Today we're going to go over Unfriendly Numbers, an interesting InterviewStreet problem involving a little number theory.

Review

Prerequisites

This article assumes that you are familiar with the Euclidean algorithm, as well as the naive $ O(\sqrt{N}) $ algorithms for integer factorisation and prime sieving.

Bounding the number of prime factors

Suppose we are given some number $N$ between $1$ and $MAX$, inclusive, and we want to know the maximum number of prime factors that $N$ can have.

We define the function $primorial(K)$ (see here) as the product of the first $K$ primes. It should be clear that $primorial(K)$ is the smallest number with exactly $K$ distinct prime factors. Thus, the maximum number of prime factors that $N$ can have is simply the largest value of $K$ such that $primorial(K) \leq MAX$.

Since $primorial(K)$ grows more quickly than $K!$, then it should be clear that the bound on the number of unique prime factors grows extremely slowly. I.e., we can expect very large numbers to have relatively few numbers of prime factors.

Bounding the number total divisors

Now let us look at a harder problem: suppose we are given a number $N$ between $1$ and $MAX$, and we want to determine the maximum number of total divisors that $N$ can have. Define the divisor function, or $d(N)$ as the number of divisors of $N$. According to this Wikipedia article, the divisor function grows more slowly than $ N^\epsilon $ for all $ \epsilon > 0 $.
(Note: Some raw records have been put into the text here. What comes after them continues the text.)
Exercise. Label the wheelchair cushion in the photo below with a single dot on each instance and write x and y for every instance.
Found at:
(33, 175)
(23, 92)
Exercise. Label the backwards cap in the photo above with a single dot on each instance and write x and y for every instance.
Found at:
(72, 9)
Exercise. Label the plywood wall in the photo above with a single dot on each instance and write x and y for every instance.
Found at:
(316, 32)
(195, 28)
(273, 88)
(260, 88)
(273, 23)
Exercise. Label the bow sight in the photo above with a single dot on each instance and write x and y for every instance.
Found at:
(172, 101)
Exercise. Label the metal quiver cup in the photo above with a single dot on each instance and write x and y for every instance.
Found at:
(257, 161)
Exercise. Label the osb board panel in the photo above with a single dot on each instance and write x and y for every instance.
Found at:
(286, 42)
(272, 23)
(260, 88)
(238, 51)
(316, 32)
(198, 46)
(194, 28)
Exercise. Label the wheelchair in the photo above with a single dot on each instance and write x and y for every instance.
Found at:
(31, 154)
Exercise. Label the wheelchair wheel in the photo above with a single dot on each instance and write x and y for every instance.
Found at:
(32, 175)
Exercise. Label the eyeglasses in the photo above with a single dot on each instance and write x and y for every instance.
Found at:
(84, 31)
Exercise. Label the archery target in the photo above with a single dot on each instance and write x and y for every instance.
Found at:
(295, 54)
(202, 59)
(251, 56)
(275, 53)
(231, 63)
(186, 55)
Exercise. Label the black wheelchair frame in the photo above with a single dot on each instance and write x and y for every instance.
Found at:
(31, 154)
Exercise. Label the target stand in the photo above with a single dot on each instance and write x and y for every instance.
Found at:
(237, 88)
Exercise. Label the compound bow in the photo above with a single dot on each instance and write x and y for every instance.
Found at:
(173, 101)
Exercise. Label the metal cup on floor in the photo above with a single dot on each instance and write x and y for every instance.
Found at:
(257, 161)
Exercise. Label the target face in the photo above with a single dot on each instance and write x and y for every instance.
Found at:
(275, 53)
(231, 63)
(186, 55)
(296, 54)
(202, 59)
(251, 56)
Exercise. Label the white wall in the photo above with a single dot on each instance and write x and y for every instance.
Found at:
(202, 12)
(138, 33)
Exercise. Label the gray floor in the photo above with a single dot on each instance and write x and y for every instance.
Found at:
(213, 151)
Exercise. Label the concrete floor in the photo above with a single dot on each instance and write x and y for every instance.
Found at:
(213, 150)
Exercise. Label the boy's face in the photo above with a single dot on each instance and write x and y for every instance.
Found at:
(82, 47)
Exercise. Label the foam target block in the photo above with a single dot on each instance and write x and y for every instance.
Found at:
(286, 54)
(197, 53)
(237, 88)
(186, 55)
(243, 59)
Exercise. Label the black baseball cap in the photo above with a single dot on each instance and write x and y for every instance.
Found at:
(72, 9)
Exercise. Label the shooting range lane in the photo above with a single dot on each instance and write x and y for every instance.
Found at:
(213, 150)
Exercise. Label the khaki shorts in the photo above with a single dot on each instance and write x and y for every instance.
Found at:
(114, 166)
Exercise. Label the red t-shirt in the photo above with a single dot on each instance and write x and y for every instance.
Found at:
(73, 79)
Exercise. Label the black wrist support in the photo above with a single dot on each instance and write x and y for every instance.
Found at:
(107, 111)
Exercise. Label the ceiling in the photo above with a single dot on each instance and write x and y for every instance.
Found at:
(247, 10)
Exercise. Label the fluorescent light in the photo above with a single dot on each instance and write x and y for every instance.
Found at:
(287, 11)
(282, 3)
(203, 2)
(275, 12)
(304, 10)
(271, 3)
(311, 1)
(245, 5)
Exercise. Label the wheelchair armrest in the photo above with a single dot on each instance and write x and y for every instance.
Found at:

However, in programming competitions, this may not be a good enough estimate: more specifically, can we actually compute $ max \{ d(N) \} $ for all $N$ in our range? Let us begin by introducing some more terminology: a highly composite number is an integer which has more factors than any smaller integer. We can then restate problem as computing the number of factors of $M$, where $M$ is the largest highly composite number between $1$ and $MAX$.

As it turns out, there is a fast algorithm for computing the largest highly composite number. We begin by first examining a few lemmata. Here we adopt the convention that $p_i$ refers to the $i$-th prime. I.e. $ p_1 = 2 $, $ p_2 = 3 $, $ p_3 = 5 $, and so forth.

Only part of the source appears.